Hey, it’s Imtoorandom again. Yes, I’m here to complain. But really this post is actually going to be something for me. I don’t expect any kind of feedback from this, but I thought the first step would be to admit my insecurities to the world and that will slowly help me get on the path to overcoming them.
Im 15 years old, almost 16, and extremely short. Now this doesn’t seem like too bad of a thing, because there are tons of people who are short. But I’m just tired of it. Most of the time people see me and their first reaction is, “Aww your cute.” And I can’t help but feel slightly comparable to a small little puppy, immature. I know they don’t mean it as an insult, yet I think about it too much and it become one. The next thing about my height added with my extremely skinny self and baby face is that people tend to think I’m younger than I actually am.

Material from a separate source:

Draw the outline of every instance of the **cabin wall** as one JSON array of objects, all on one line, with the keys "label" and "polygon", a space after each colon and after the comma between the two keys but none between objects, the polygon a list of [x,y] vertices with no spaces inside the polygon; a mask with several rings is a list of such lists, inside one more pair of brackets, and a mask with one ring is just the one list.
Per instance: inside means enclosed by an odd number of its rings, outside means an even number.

See that one in the front? The one that is drinking the hell out of some soda? Well that’s me. Most people look at me and think, “Wow your in high school?” Before adding, “I thought you were still 12.” I’m tired of hearing it. I’m tired of hearing that, “I could pass for a 6th grader.” I’m tired of being called a “little kid” by people my own age.

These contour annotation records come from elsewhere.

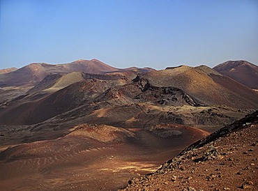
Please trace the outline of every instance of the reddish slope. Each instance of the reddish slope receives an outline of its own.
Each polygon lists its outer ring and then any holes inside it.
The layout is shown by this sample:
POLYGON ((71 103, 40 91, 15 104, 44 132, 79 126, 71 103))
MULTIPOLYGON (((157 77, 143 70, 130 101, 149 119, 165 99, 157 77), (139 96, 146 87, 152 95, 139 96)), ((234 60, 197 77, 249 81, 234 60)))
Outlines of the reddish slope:
POLYGON ((91 102, 123 80, 87 79, 74 83, 35 101, 20 100, 0 110, 1 124, 33 124, 91 102))
POLYGON ((13 71, 15 71, 16 70, 17 70, 16 68, 10 68, 1 69, 1 70, 0 70, 0 75, 9 73, 9 72, 13 72, 13 71))
POLYGON ((53 73, 83 71, 87 73, 101 74, 119 70, 96 59, 78 60, 70 63, 56 65, 34 63, 14 72, 0 75, 0 85, 7 86, 34 84, 43 79, 47 75, 53 73))
POLYGON ((258 66, 245 61, 229 61, 213 69, 241 84, 258 89, 258 66))
POLYGON ((258 107, 257 93, 206 66, 182 66, 141 74, 140 77, 148 79, 153 86, 179 88, 204 105, 225 105, 242 109, 258 107))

I’m just tired of living in my body.
Im an actress, or at least I really enjoy acting in theatre, and it really sucks when your teacher won’t give you a part in the play because “You look too young.” It’s actually just exhausting, and is making me loose all hope. There is no chance I’ll be growing anymore, and I don’t seem to be getting any less baby faced, so why do I keep on worrying about it?
I can’t control how I look, so I shouldn’t beat myself up about it, but I do. A lot.